La nostalgia también es biológica: conforme envejecemos, asumimos más responsabilidad y podemos tender la tendencia a mirar atrás hacia una juventud libre de preocupaciones. Es fácil confundir los cambios en nosotros mismos con los cambios en el mundo. Muchas veces cuando le pregunto a la gente acerca de una era ideal, el momento en la historia mundial en la que ellos creen que fueron más armoniosos y felices, ellos responden que fue la época en la que ellos crecieron. Describen una época antes de que todo se volviera confuso y peligroso, antes de que los jóvenes se volvieran rudos, o escucharan música fea, o dejaran de leer libros para poder simplemente jugar a Pokémon Go.

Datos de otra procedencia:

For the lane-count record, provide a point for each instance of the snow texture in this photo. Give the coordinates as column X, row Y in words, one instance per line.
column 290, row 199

El historiador cultural Arthur Freeman observó que “prácticamente toda cultura, pasada o actual, ha creído que los hombres y las mujeres no están al nivel de los estándares de sus padres y antecesores”. ¿Es una coincidencia que el mundo occidental está experimentando una gran ola de pesimismo en el momento en que la generación “Baby-Boom” se está jubilando?
Entonces, ¿quién dijo esas palabras al inicio de este artículo, acerca de que “hemos caído en tiempos nefastos”? No fue Trump. No fue Farage. Hace un siglo, un profesor estadounidense los encontró inscritos en una piedra en un museo de Constantinopla. Él fija la fecha de su escritura en la Chaldea antigua, 3.800 años antes de Cristo.